Notiziola domenicale sul Corriere, di quelle che non sai mai se sono state fatte scivolare nel giornale perché serviva spazio da riempire o se sono lo scoop dell’anno. Come che sia, se vera, sarebbe il segno che il paese sta procedendo a tuta randa in direzione ostinata e contraria ma sempre coerente con quella che pare una missione: gli scogli.

Si parte dalla constatazione che le ore di cassa integrazione sono pressoché crollate, e si sospetta che ciò possa dipendere non solo dalla “vibrante” ripresa in atto in questo paese ma anche dalle nuove norme del Jobs Act, che ha accorciato la durata e resa meno semplice la concessione della cassa. Poiché siamo all’ultimo miglio prima delle elezioni, come del resto siamo sempre, ogni anno, pare (da sottolineare) che governo e maggioranza stiano pensando a reintrodurre la cassa integrazione in deroga. Oltre a resuscitare la mobilità, che da inizio anno non esiste più per effetto della riforma Fornero del 2012. Tutto, ça va sans dire, con valutazioni caso per caso.

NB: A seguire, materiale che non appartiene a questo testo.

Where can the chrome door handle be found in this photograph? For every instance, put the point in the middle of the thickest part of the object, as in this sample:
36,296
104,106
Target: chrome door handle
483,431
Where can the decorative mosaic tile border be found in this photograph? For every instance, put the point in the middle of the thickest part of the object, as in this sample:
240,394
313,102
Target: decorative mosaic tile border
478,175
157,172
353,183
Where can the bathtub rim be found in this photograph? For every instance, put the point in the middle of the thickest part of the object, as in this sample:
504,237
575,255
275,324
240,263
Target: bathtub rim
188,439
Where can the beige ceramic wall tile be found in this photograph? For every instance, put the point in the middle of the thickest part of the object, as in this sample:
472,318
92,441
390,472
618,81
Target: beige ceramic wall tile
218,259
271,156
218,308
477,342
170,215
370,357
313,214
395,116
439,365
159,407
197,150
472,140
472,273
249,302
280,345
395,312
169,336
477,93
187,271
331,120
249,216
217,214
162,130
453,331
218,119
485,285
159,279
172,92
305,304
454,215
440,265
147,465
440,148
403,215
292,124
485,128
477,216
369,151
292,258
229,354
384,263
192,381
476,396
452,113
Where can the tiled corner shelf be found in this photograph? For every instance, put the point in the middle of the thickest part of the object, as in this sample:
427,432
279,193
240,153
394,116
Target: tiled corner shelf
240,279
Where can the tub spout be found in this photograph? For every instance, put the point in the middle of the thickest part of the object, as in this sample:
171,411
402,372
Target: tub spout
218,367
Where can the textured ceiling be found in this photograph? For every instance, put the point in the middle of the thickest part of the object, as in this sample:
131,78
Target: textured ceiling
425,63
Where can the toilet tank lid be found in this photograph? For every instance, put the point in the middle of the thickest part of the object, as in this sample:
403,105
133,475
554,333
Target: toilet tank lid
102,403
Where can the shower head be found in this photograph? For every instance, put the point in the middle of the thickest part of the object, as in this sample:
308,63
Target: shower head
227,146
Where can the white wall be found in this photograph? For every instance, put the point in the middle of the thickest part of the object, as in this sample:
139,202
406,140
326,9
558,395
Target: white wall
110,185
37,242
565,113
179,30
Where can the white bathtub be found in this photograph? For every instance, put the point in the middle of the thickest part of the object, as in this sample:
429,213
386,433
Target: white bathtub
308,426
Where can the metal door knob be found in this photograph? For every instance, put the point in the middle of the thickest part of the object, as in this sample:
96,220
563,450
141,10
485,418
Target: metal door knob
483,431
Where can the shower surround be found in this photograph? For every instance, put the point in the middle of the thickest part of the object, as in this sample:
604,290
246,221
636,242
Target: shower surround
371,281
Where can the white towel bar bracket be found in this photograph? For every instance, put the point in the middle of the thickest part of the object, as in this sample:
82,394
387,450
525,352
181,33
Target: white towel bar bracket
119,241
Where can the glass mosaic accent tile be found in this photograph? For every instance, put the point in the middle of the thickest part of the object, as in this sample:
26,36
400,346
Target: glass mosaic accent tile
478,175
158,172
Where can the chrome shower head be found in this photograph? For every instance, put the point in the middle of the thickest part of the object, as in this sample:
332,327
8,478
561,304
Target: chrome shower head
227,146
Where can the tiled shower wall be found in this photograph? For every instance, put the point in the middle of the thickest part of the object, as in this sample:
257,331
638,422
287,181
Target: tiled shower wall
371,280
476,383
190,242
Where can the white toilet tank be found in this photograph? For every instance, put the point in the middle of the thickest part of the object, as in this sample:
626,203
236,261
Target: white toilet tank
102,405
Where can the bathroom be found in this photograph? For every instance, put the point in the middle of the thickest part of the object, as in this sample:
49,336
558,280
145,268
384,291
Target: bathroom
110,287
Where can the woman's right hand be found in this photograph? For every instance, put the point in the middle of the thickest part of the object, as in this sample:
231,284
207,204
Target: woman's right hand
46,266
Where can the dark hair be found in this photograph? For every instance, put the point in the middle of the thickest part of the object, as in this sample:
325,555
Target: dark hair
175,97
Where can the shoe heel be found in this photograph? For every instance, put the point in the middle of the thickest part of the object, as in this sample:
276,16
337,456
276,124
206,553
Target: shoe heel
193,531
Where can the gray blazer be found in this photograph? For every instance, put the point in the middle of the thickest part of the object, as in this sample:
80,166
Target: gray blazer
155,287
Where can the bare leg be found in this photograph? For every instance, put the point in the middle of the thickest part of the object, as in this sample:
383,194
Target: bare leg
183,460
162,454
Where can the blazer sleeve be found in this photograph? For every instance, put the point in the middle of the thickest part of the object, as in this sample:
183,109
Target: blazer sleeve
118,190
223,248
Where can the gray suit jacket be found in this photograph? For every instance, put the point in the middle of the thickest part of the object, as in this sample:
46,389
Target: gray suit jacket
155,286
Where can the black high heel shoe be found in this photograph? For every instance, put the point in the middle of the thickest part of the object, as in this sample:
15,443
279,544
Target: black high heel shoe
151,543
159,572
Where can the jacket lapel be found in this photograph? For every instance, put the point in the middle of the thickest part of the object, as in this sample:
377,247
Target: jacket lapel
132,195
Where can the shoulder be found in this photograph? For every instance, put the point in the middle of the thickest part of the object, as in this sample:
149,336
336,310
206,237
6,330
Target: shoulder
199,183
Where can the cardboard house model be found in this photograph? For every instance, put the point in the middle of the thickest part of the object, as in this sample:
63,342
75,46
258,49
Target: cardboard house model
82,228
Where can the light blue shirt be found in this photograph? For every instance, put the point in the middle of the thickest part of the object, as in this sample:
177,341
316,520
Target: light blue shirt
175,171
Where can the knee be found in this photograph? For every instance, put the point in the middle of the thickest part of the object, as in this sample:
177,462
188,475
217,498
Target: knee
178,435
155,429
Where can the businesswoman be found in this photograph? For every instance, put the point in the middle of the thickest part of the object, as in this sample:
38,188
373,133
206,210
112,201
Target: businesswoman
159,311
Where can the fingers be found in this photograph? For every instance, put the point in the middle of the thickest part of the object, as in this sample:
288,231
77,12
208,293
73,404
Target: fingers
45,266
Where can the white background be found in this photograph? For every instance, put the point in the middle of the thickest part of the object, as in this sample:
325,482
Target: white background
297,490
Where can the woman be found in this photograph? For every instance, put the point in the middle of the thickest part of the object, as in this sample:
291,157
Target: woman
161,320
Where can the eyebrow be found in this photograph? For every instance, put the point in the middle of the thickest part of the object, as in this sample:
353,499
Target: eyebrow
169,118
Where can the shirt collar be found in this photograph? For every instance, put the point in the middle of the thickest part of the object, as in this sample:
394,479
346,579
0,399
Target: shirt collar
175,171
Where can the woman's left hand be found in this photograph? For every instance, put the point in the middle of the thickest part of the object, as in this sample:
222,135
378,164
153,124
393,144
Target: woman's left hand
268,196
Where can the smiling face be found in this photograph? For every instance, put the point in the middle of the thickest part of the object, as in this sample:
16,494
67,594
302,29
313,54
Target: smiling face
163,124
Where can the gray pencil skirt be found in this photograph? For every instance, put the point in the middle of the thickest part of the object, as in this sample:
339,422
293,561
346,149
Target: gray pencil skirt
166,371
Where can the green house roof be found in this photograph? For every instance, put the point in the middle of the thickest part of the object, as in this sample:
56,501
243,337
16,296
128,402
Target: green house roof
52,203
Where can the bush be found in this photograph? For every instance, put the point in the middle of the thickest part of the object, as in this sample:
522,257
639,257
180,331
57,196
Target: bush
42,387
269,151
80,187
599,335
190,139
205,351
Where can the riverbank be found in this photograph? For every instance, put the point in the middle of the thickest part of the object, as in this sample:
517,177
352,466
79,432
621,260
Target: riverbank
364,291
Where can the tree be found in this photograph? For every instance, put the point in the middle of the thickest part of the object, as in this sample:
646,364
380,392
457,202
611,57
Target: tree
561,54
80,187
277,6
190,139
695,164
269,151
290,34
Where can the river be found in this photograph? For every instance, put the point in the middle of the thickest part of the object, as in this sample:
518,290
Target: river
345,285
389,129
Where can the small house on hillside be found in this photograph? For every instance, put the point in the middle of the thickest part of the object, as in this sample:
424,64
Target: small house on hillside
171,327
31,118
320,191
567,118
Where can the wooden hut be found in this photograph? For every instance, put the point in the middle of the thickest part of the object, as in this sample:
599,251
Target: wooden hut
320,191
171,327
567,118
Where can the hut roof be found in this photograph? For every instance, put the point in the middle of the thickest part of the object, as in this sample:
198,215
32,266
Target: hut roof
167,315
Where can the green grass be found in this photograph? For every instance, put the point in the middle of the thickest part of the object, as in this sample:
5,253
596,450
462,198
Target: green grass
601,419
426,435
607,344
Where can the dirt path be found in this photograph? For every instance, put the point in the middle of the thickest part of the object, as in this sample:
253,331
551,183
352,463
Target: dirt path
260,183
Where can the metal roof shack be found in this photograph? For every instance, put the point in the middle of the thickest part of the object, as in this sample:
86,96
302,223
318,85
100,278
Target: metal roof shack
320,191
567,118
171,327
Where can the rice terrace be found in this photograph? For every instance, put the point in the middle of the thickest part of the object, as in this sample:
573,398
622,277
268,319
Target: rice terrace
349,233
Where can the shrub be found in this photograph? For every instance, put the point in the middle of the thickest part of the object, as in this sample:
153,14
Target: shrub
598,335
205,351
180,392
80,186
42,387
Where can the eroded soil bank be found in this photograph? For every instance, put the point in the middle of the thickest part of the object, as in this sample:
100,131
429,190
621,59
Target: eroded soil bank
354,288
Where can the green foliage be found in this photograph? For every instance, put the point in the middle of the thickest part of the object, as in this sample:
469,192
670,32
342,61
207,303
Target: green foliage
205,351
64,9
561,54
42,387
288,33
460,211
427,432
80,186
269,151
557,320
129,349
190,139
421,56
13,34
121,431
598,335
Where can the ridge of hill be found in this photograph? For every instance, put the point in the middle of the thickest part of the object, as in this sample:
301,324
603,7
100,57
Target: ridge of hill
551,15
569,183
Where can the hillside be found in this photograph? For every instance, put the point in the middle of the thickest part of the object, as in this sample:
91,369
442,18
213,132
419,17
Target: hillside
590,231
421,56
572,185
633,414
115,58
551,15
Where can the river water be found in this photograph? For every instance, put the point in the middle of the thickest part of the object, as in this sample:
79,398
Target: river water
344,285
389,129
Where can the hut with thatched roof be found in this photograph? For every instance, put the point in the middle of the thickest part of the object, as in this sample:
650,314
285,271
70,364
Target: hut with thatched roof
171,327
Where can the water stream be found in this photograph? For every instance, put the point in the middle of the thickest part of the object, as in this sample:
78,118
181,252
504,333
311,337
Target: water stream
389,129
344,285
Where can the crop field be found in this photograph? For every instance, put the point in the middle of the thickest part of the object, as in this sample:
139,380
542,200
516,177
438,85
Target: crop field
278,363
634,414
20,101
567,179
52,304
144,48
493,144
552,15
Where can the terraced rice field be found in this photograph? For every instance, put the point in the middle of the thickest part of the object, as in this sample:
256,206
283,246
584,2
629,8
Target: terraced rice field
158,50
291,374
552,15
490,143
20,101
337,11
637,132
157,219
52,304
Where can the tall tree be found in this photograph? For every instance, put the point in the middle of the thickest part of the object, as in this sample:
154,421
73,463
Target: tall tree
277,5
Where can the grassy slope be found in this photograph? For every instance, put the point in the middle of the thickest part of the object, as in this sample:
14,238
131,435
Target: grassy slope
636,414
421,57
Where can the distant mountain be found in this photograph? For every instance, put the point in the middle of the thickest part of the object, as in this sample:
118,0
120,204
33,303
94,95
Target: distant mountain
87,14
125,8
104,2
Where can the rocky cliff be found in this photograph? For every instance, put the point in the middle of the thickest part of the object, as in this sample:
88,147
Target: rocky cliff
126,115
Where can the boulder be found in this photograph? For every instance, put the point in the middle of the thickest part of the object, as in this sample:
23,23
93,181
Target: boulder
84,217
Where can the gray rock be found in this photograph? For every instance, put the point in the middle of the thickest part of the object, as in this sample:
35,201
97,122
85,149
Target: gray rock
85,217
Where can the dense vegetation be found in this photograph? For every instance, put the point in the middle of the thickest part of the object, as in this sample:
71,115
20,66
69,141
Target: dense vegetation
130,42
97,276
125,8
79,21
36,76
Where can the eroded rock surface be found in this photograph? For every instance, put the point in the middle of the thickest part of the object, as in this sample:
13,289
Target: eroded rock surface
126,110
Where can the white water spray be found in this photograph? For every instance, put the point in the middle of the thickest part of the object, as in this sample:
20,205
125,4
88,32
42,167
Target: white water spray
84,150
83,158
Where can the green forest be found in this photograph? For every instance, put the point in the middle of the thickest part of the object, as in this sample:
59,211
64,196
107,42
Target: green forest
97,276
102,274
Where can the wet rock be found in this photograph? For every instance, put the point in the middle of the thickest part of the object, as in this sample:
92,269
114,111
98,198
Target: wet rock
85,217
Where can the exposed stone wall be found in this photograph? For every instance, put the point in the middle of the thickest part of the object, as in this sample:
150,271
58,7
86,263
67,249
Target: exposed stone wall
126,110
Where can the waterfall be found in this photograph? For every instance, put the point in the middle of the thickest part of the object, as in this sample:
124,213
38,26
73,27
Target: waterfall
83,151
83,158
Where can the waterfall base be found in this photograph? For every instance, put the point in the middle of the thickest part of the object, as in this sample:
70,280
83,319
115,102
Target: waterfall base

Ora, dove starebbe il problema? Nel fatto che tra le poche cose ben fatte del Jobs Act vi è stato il cambio di filosofia dalla protezione del posto di lavoro a quella del lavoratore. Certo, è principio astratto e gli strumenti messi a supporto di tale principio, prima tra tutte la panoplia delle politiche attive, si stanno dimostrando un morticino. I problemi sono molteplici e, spesso, drammatici: ad esempio, la disoccupazione degli over 50 (ma spesso anche degli over 40). E le risorse che sono scarse in un modo angosciante. Risposte al margine reattive e barocche come l’Ape Social non sembrano in grado di funzionare. E tuttavia la cassa integrazione, si segnala maliziosamente nel pezzo del Corriere, occulterebbe la disoccupazione nelle statistiche ufficiali. Questo potrebbe essere un richiamo irresistibile, per i nostri treccartari.

Ma la risposta non risiede comunque nel tentativo di tenere in vita aziende già morte, magari per scollinare queste maledette elezioni che sono la Fortezza Bastiani di una classe politica fallita. Se a questo aggiungiamo la reiterata e quasi disperata richiesta di valenti economisti, che la sorte ha reso consiglieri economici della presidenza del consiglio, di ridurre in modo permanente il cuneo fiscale dopo i 20 miliardi gettati nello sciacquone negli ultimi tre anni, si uniscano i puntini e si colga la gravità della situazione.

Pagheremo carissima una stagione di “riforme” fatte con i piedi o con altre meno nobili parti anatomiche, mentre stormi di cocoriti vi diranno che sono stati creati 700 mila posti di lavoro, frutto dell’illusione ottico-demografica della legge Fornero, e quindi che va tutto bene. Queste bestialità ne alimentano altre, di segno uguale e contrario, che sono quelle di chi chiede di stampare moneta o procedere sulla strada di un ormai collaudato autocannibalismo, quello del paese che divorò se stesso a colpi di tasse e spesa, e promesse elettorali con qualche scampagnata francescana.

Per ogni Matteo Renzi che fa puttanate e le chiama riforme, sorge un grillino o un demagogo stampatore di moneta dotati di badile per scavare una fossa ancora più profonda al paese. Tutto si tiene, in questa letale divisione del lavoro attuata dai nostri nocchieri d’inferno.